After AI models entered large-scale application, demand for inference computing power continued to rise. Compared to the training phase, the requirements for chip architecture, latency, and deployment costs differ when models generate responses online or execute agent tasks. TechCrunch reports that inference cloud provider General Compute is attempting to enter this market with a lighter deployment solution.
General Compute recently completed a $15 million seed round, with a post-money valuation of $60 million. The round was led by FUSE VC, with participation from Carya Venture Partners and Village Global Ventures. The company positions itself as a "reasoning neocloud," primarily renting out AI processing power required during model inference.
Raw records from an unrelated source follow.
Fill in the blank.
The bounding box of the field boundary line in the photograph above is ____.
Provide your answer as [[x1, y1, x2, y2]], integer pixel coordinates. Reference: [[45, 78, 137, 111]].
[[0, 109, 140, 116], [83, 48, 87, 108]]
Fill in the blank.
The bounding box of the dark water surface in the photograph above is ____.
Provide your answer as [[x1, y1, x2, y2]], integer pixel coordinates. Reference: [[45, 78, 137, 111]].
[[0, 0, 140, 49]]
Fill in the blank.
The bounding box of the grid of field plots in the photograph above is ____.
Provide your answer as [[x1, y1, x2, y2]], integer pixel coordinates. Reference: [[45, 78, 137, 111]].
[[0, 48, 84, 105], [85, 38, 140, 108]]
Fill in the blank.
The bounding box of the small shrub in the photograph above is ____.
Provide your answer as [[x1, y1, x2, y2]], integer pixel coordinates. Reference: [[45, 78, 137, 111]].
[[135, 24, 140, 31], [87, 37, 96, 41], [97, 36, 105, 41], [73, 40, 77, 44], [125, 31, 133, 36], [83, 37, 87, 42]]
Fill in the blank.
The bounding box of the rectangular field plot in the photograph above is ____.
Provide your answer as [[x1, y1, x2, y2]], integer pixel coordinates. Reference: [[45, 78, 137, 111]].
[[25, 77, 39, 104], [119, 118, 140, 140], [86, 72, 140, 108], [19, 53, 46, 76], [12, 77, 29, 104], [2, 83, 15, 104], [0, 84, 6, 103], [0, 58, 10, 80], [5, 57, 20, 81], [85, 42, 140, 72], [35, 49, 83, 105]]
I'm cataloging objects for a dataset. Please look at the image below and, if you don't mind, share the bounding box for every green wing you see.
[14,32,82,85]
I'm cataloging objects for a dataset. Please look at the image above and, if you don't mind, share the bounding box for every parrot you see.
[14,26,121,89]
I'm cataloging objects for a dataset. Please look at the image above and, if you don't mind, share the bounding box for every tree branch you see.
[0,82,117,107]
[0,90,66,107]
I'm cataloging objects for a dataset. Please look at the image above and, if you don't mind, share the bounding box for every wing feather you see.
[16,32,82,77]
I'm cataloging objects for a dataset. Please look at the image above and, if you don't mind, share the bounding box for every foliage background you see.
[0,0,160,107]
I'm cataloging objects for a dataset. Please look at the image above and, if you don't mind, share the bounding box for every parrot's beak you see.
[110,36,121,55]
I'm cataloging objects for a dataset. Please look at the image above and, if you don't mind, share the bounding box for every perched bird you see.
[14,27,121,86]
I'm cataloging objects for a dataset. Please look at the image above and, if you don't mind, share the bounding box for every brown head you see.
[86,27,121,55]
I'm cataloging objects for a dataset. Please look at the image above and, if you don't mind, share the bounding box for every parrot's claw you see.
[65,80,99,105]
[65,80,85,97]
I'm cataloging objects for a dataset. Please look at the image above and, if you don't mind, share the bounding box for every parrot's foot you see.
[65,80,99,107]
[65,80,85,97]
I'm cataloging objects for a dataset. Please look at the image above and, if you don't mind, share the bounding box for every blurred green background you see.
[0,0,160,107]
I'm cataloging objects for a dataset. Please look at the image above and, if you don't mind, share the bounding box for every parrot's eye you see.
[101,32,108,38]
Bet on SambaNova's inference chip
In the AI infrastructure market, GPUs remain the dominant choice, but an increasing number of companies are betting on chips specifically designed for inference workloads. The report notes that General Compute has opted to partner with SambaNova rather than directly competing for scarce GPU resources.
SambaNova is a chip company backed by Intel, long focused on inference computing. A co-founder of General Compute stated that SambaNova’s new chip, launching this year, will offer greater context memory capacity and a more flexible architecture during inference. According to the company, the new chip can process 600 to 700 tokens per second, compared to approximately 250 tokens per second for GPUs.
General Compute has placed an order for $300 million worth of SambaNova SN50 chips and will be the first neocloud company to deploy this batch of chips.
The existing data center can be deployed directly.
In addition to chip supply, another challenge in expanding AI computing power is the deployment of data centers. Many high-performance AI chips require liquid cooling and higher power configurations, which increase the cost of data center upgrades and extend the time to deployment.
General Compute's solution uses air-cooled, lower-power inference chips, allowing devices to be directly deployed in existing data centers without requiring large-scale infrastructure upgrades. For a new entrant in the inference cloud market, this means faster deployment of rentable computing power.
The company is currently advancing托管合作 by placing its own hardware in third-party facilities. Partners include not only traditional data center operators but also cryptocurrency mining companies seeking to transition. The report notes that during certain periods, the cost of Bitcoin production has exceeded market prices, prompting some mining operations to explore new uses for their infrastructure.
The competition in cloud computing is shifting toward speed and cost.
General Compute launched its cloud service last week, claiming it leads in speed when running the open-source large model MiniMax 2.7. The company aims to reduce encoding agent tasks that previously took an hour to just 5 to 10 minutes, and also seeks to lower inference costs for real-time scenarios such as customer service voice agents.
Investor Joe Hassleman believes this partnership resembles CoreWeave’s early expansion of computing power through NVIDIA. For SambaNova, General Compute is a crucial channel for its chips to enter high-growth scenarios.
The report suggests that inference cloud platforms are essentially betting on a market where multiple models and multiple agents coexist. If no single model provider dominates the market long-term, inference speed and unit cost will become more direct competitive metrics. The recent $113 million Series B funding round completed by OpenRouter reflects growing market demand for multi-model integration and token cost optimization.